For several years the Inverness Backcountry Snowsports Club has held an igloo building weekend early in the year. This year the meet was held in Glen Affric. Due to a good forecast I decided to go a day early, hoping to have a fine winter camp under starry skies. It was not to be. I drove to Glen Affric under leaden skies, walked in on a slushy, muddy track and camped amongst young pines on wet snow. During the night it rained, heavily. Walking back down the track to meet the others early the next morning under a dark sky I was contemplating going home. I was to be very glad I didn’t.

In the spindrift

The eagerness of the rest of the party to get up into the hills and build igloos shook me out of my rather gloomy mood – a mood made worse by the appalling state of the bulldozed hydro works track up Gleann nam Fiadh. Once we were climbing into appropriately named Coire an t-Sneachda – the corrie of the snows – I was looking forward to the day despite the still overcast sky and an increasingly cold wind.

Igloo building
On the side of the corrie at around 730 metres we found a good site for the igloos. The snow here was at least two metres deep. As there were seven of us we decided to build two igloos and out came two of Grand Shelters wonderful IceBox igloo building tools, one of my favourite pieces of gear and one that really is unique. The cold wind and frequent blasts of spindrift kept us going and the igloos were complete in around four hours, quite a good time, especially when some people had never built one before. Inside we were soon warm and comfortable and cooking our meals. 


Dawn came with a hint of red in the sky though still much cloud. This quickly cleared and the sky turned blue. The wind dropped and stoves and breakfast were taken outside, a rare occurrence in the Highlands in winter.

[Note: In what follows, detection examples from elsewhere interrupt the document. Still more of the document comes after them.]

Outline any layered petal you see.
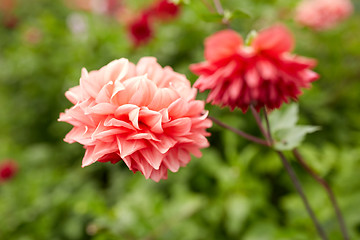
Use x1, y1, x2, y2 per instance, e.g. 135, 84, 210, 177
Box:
59, 57, 211, 181
190, 25, 319, 112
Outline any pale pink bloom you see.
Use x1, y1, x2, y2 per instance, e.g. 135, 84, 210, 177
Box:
295, 0, 353, 30
59, 57, 211, 181
190, 25, 319, 112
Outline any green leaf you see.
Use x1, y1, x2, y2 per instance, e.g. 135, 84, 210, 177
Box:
269, 103, 299, 134
170, 0, 191, 4
230, 9, 251, 20
245, 30, 258, 46
200, 13, 224, 22
274, 126, 320, 151
269, 103, 320, 151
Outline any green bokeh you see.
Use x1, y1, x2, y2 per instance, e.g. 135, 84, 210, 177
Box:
0, 0, 360, 240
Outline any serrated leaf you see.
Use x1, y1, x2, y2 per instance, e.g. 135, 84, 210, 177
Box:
230, 9, 251, 20
269, 103, 299, 134
274, 126, 320, 151
201, 13, 224, 22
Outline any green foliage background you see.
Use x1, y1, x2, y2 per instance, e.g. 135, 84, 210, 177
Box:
0, 0, 360, 240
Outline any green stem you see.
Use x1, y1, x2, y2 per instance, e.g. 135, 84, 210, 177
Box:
292, 148, 350, 240
207, 116, 269, 147
251, 109, 328, 240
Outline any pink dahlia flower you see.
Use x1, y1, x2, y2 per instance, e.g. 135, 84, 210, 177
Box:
190, 25, 318, 112
59, 57, 211, 181
295, 0, 353, 30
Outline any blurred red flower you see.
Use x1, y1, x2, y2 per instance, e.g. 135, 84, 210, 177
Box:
295, 0, 354, 30
0, 160, 18, 182
59, 57, 211, 181
152, 0, 180, 20
190, 25, 319, 112
129, 14, 153, 46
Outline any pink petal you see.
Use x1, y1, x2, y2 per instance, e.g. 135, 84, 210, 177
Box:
117, 137, 146, 158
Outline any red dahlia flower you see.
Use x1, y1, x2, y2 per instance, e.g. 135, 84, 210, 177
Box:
0, 160, 18, 183
59, 57, 211, 181
190, 25, 318, 112
129, 14, 153, 46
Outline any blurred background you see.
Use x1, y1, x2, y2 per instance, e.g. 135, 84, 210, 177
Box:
0, 0, 360, 240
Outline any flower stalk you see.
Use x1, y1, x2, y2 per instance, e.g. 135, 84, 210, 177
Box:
292, 148, 350, 240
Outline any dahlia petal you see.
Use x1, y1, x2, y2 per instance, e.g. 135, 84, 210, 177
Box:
92, 141, 119, 161
117, 137, 146, 158
139, 109, 164, 134
95, 82, 113, 103
163, 117, 191, 135
177, 148, 191, 166
97, 153, 122, 164
64, 105, 93, 126
81, 146, 96, 167
150, 135, 177, 154
140, 148, 164, 170
115, 104, 139, 118
164, 154, 180, 172
110, 81, 129, 106
136, 157, 155, 179
104, 117, 136, 131
104, 58, 129, 83
184, 100, 205, 117
150, 167, 167, 182
126, 132, 160, 141
64, 126, 94, 145
65, 86, 82, 104
205, 30, 243, 62
129, 78, 157, 106
91, 122, 129, 142
256, 60, 277, 80
129, 108, 140, 130
59, 58, 211, 181
85, 103, 116, 115
148, 88, 180, 111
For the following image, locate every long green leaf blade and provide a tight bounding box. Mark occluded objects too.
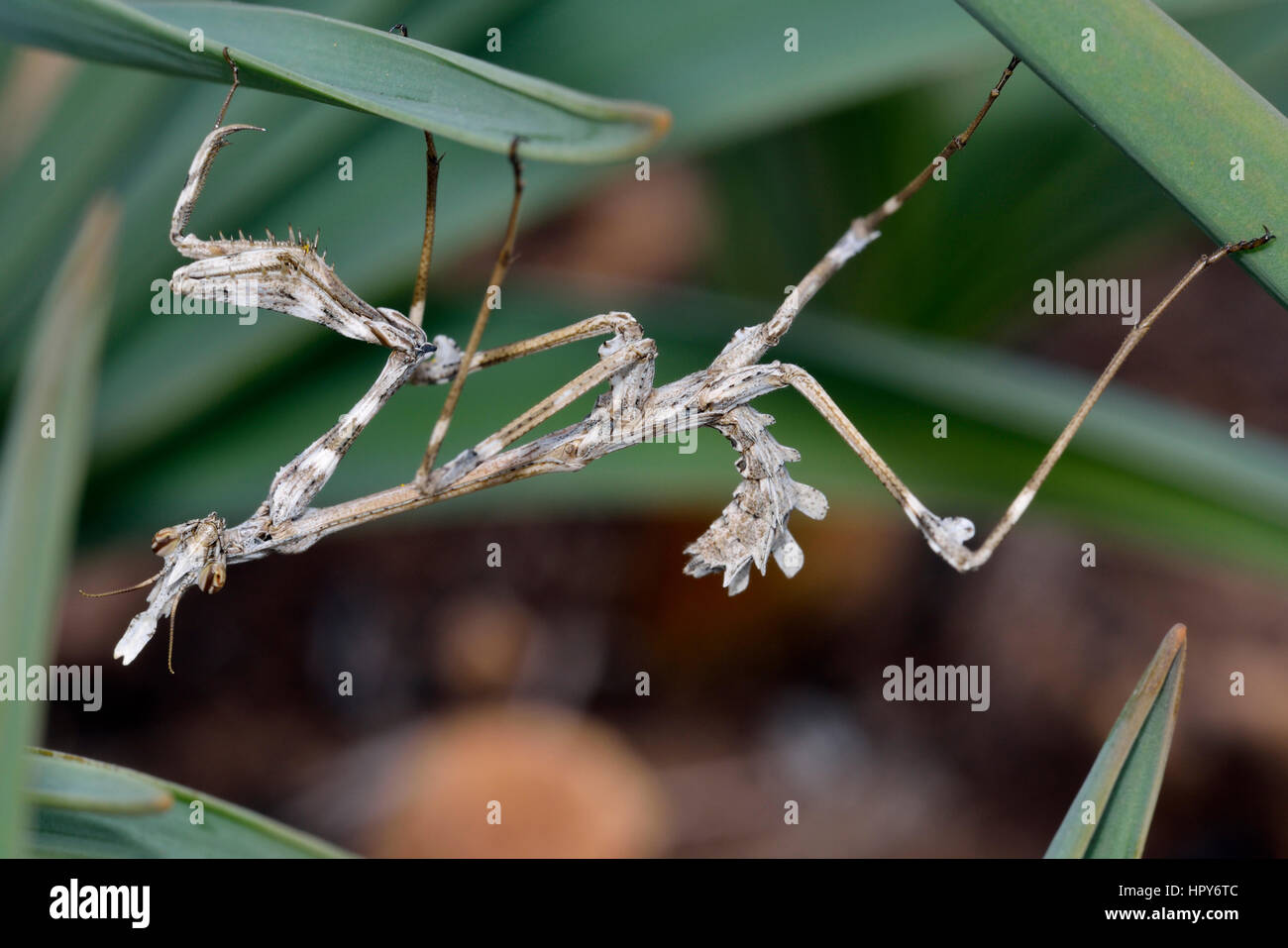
[0,0,671,162]
[958,0,1288,305]
[1046,625,1185,859]
[0,197,120,857]
[31,750,349,859]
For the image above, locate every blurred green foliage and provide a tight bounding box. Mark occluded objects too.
[0,0,1288,570]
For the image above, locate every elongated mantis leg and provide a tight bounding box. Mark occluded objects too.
[416,138,523,487]
[783,228,1272,572]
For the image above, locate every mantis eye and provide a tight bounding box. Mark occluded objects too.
[197,559,228,592]
[152,527,179,557]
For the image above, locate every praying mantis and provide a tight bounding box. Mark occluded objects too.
[86,42,1274,673]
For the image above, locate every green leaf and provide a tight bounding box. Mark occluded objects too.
[1046,625,1185,859]
[958,0,1288,305]
[27,747,174,812]
[0,197,120,857]
[0,0,671,162]
[31,748,349,859]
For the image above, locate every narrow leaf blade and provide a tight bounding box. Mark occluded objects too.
[0,197,120,857]
[0,0,671,162]
[1046,625,1185,859]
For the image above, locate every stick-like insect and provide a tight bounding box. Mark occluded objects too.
[85,44,1274,664]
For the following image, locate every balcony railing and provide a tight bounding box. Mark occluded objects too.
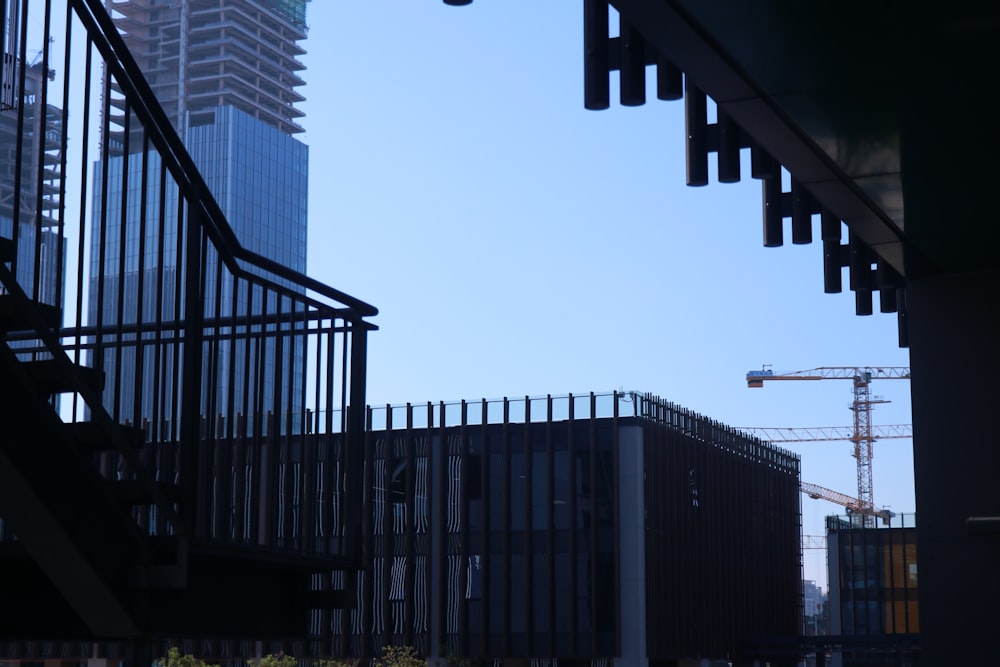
[0,0,377,562]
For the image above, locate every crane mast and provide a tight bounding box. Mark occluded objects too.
[746,366,910,514]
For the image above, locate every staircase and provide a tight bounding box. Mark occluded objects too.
[0,0,377,641]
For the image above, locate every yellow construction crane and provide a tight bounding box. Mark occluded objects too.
[799,482,895,521]
[746,366,910,516]
[736,424,913,442]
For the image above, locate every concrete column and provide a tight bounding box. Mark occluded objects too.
[907,271,1000,665]
[615,426,649,667]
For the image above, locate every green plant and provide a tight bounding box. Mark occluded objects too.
[153,646,218,667]
[372,646,427,667]
[250,653,299,667]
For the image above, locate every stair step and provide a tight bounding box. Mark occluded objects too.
[0,294,62,333]
[66,422,146,452]
[23,359,104,396]
[111,479,181,507]
[0,236,17,262]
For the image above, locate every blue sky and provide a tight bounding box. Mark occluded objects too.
[302,0,914,580]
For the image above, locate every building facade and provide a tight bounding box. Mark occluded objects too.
[0,60,65,305]
[309,394,802,666]
[826,514,920,667]
[87,0,309,423]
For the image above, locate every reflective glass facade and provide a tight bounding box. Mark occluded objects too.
[826,514,920,667]
[88,107,308,423]
[88,0,309,424]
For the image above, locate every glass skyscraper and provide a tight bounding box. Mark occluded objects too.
[88,0,308,421]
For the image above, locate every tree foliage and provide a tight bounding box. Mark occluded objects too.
[372,646,427,667]
[153,646,218,667]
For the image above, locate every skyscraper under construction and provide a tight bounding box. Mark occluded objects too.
[88,0,308,422]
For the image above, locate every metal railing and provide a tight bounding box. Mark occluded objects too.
[0,0,377,559]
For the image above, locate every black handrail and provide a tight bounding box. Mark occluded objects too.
[69,0,378,320]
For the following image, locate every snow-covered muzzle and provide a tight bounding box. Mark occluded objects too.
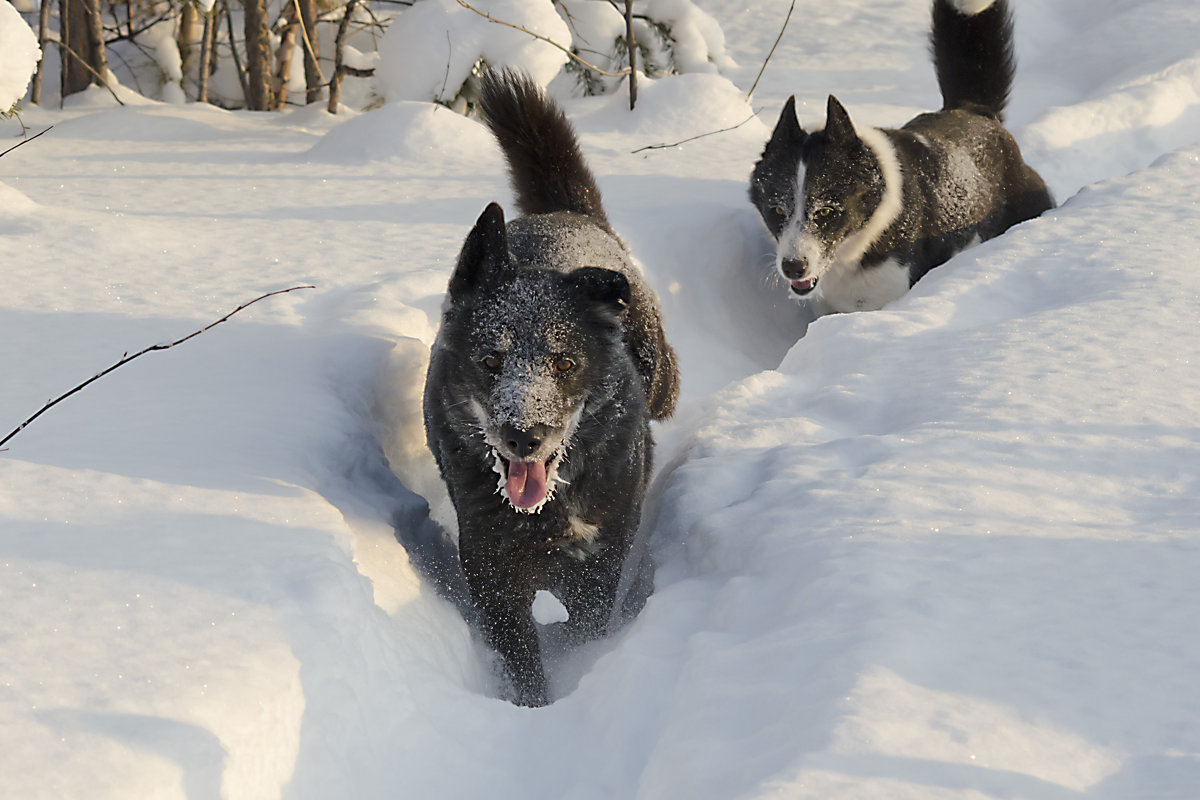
[472,402,583,513]
[492,446,566,513]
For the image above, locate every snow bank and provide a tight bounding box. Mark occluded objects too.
[0,2,42,112]
[376,0,571,103]
[0,0,1200,800]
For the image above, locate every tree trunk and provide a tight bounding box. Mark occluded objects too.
[80,0,108,86]
[329,0,359,114]
[293,0,325,103]
[59,0,112,97]
[625,0,637,110]
[29,0,50,106]
[179,0,204,100]
[196,5,217,103]
[59,0,91,97]
[275,2,298,110]
[221,0,250,108]
[242,0,271,112]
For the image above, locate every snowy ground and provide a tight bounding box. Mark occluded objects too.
[0,0,1200,800]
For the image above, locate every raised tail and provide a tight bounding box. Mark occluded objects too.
[930,0,1016,120]
[479,70,608,228]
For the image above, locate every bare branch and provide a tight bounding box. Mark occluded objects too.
[746,0,796,100]
[0,125,54,157]
[54,40,125,106]
[0,285,316,451]
[630,114,755,154]
[455,0,629,78]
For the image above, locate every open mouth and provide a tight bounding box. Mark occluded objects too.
[492,450,563,513]
[792,278,817,297]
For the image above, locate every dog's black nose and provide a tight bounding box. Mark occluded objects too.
[780,258,809,281]
[500,425,546,458]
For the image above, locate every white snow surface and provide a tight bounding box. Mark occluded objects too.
[0,0,1200,800]
[0,2,41,112]
[376,0,571,101]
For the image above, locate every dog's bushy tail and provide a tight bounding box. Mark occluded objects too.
[930,0,1016,120]
[479,70,608,228]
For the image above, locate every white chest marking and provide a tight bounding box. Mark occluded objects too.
[814,258,908,312]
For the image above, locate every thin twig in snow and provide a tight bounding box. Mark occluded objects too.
[630,112,757,154]
[455,0,629,78]
[746,0,796,100]
[0,284,317,452]
[0,125,54,158]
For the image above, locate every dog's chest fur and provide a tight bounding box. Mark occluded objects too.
[811,258,910,314]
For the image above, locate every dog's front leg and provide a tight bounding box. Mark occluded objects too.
[460,546,550,706]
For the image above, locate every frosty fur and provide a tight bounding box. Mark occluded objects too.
[425,72,677,705]
[750,0,1052,314]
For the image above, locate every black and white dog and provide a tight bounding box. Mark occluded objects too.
[750,0,1054,315]
[425,71,678,705]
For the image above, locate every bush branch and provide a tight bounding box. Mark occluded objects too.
[0,125,54,160]
[0,285,316,451]
[455,0,629,78]
[746,0,796,100]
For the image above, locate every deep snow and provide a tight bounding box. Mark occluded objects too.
[0,0,1200,800]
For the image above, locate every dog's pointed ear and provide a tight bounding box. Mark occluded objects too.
[826,95,858,142]
[571,266,630,311]
[450,203,512,302]
[767,95,809,150]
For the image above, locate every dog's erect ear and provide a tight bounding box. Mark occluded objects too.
[571,266,630,309]
[826,95,858,142]
[450,203,512,302]
[767,95,809,150]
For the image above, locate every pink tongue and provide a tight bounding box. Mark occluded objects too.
[504,461,546,509]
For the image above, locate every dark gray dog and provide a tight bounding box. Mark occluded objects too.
[750,0,1054,314]
[425,71,678,705]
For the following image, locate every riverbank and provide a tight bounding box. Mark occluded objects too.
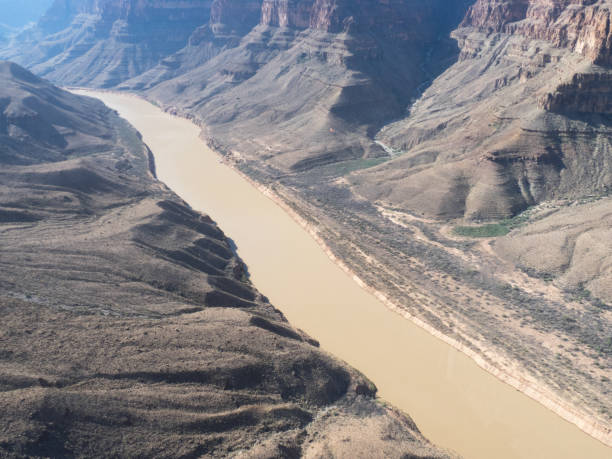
[76,90,609,457]
[203,137,612,447]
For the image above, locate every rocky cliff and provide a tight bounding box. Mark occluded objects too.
[0,62,447,458]
[356,1,612,220]
[120,0,468,174]
[0,0,211,87]
[463,0,612,65]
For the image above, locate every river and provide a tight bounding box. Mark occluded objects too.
[79,91,612,459]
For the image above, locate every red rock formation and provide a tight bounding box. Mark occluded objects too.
[462,0,612,65]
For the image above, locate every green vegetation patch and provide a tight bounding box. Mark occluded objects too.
[453,209,532,237]
[453,223,510,237]
[336,156,389,175]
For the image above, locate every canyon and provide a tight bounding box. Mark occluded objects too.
[0,62,451,458]
[0,0,612,456]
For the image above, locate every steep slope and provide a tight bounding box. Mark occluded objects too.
[0,0,53,29]
[0,62,454,457]
[0,0,211,87]
[353,0,612,220]
[128,0,468,174]
[0,0,471,173]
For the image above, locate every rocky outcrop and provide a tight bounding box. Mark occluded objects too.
[0,0,212,87]
[540,72,612,115]
[0,62,454,458]
[462,0,612,65]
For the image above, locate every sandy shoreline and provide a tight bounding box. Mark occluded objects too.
[76,90,612,447]
[213,145,612,447]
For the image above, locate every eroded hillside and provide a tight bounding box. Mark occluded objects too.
[0,62,454,457]
[2,0,612,450]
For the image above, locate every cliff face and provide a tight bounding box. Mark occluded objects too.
[0,0,212,87]
[120,0,469,173]
[355,0,612,220]
[0,62,454,458]
[462,0,612,65]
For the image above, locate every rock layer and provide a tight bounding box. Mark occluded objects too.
[0,62,447,458]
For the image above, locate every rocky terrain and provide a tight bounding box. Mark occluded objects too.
[0,0,54,28]
[0,0,612,450]
[0,62,448,458]
[1,0,211,87]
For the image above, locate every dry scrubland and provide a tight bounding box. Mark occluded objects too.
[0,62,448,458]
[0,0,612,450]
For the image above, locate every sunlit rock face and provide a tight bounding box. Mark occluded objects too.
[1,0,212,87]
[463,0,612,65]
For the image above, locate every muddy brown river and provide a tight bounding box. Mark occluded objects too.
[81,91,612,459]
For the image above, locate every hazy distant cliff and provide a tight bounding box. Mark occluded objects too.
[0,61,448,458]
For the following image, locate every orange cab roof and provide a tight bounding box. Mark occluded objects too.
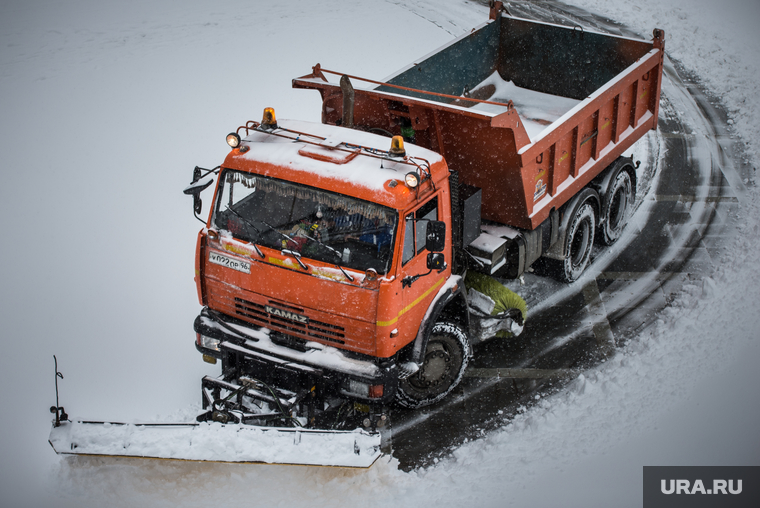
[223,120,448,209]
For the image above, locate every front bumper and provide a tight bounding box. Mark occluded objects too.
[194,308,398,404]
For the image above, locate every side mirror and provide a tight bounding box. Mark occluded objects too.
[425,220,446,253]
[182,178,214,215]
[427,252,446,271]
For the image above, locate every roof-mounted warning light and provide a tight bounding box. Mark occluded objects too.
[261,108,277,131]
[227,132,240,148]
[388,136,406,157]
[404,171,420,189]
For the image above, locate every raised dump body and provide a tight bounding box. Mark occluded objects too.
[293,11,664,230]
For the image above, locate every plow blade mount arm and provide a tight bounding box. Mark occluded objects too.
[49,421,381,468]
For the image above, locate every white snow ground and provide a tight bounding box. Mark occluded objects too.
[0,0,760,507]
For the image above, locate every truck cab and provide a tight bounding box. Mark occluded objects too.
[195,116,470,424]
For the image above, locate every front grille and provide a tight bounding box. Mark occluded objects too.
[235,297,346,344]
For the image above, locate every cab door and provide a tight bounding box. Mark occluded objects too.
[399,193,446,337]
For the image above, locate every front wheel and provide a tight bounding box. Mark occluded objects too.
[396,322,470,409]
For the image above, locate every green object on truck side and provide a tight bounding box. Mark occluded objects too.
[464,270,528,333]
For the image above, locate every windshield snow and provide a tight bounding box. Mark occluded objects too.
[212,169,398,274]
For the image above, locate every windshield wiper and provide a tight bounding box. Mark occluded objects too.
[227,206,264,259]
[298,235,354,282]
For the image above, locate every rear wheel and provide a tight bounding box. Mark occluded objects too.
[599,168,635,245]
[396,322,469,408]
[561,201,596,282]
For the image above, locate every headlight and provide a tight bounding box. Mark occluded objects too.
[201,335,222,351]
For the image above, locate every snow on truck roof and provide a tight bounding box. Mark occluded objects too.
[223,120,448,208]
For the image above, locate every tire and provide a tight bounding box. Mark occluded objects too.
[599,168,636,245]
[396,322,470,409]
[560,201,596,282]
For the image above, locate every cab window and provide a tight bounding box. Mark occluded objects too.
[402,196,438,264]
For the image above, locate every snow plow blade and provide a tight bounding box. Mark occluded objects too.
[49,421,381,468]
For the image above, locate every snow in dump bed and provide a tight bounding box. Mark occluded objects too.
[242,120,442,190]
[50,421,380,467]
[470,72,581,140]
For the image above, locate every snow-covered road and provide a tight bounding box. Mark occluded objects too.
[0,0,760,507]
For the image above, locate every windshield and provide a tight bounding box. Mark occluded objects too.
[212,169,398,275]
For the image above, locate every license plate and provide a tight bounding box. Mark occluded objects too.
[208,252,251,273]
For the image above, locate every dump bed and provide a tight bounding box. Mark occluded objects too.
[293,11,664,229]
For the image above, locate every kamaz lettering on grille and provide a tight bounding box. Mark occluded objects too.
[264,305,309,324]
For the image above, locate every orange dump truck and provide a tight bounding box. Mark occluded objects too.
[186,2,664,428]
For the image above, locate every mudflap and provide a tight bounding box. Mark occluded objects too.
[49,421,382,468]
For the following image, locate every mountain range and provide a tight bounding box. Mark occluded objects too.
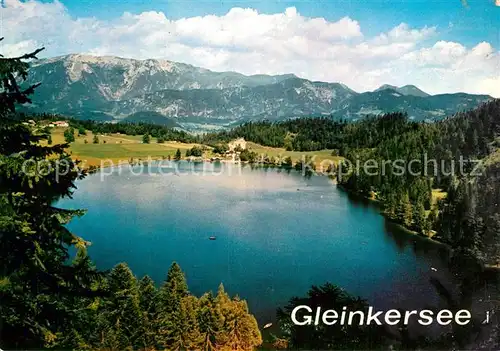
[26,54,491,129]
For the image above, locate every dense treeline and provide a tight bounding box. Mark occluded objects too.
[201,117,347,151]
[21,113,199,143]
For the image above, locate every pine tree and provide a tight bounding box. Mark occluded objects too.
[0,40,99,349]
[139,276,158,349]
[174,149,182,161]
[157,262,188,350]
[198,292,224,351]
[215,284,262,351]
[64,127,75,143]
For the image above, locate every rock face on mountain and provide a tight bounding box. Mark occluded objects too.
[24,55,490,125]
[374,84,429,97]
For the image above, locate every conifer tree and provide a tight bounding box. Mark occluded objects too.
[198,292,224,351]
[215,284,262,351]
[0,39,98,349]
[174,149,182,161]
[139,275,158,349]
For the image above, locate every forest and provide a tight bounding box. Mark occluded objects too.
[0,42,262,351]
[0,42,500,350]
[203,104,500,265]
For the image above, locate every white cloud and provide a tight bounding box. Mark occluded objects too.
[0,0,500,97]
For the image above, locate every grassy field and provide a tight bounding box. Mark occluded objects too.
[47,128,342,171]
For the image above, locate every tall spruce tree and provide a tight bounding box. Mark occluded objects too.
[101,263,143,350]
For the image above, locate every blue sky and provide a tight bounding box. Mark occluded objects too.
[44,0,500,47]
[0,0,500,97]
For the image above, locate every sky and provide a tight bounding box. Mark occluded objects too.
[0,0,500,98]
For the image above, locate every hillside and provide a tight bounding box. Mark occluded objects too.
[23,55,491,127]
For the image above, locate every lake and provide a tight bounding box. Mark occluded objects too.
[58,162,449,323]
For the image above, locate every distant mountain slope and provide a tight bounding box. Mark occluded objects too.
[374,84,430,97]
[112,78,356,120]
[23,55,490,129]
[120,111,180,128]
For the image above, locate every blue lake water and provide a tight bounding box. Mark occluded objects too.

Three of us decided to head up Toll Creagach, some 320 metres above the igloos. This Munro isn’t particularly distinctive but it is a grand viewpoint and at its best when under snow. On this day the vista was superb with snowy hills rising sharp and clear above brown glens. Under the deep blue sky the feeling was alpine. The sun was warm too and there was no need for hats, gloves or jackets on the summit. 

Toll Creagach
I wandered the extensive summit area revelling in the mountains, the colours, the brightness. For once the winter hills felt friendly and welcoming. There was a peaceful air and a sense of wild beauty.

Ben Nevis from Toll Creagach

Eventually we had to depart and return to the igloos. I was on snowshoes and simply walked straight back down. The others had skis and swept back and forth across the slopes, reaching the igloos a fair while before me – they had the stove on for a brew by the time I arrived. 

Skiing down
Before departing we climbed onto one of the igloos using an ice axe as a foothold, the only time one was used. Then we packed our gear, said farewell to the igloos, and headed down in the sunshine, arriving back in Glen Affric at dusk. It had been a magical day, a glorious day of mountain perfection. What a privilege to have been there.

View across Loch Mullardoch

The igloos

Thanks to Andy Ince of IBSC for organising the meet and to Andy and the other igloo builders for making it a great trip.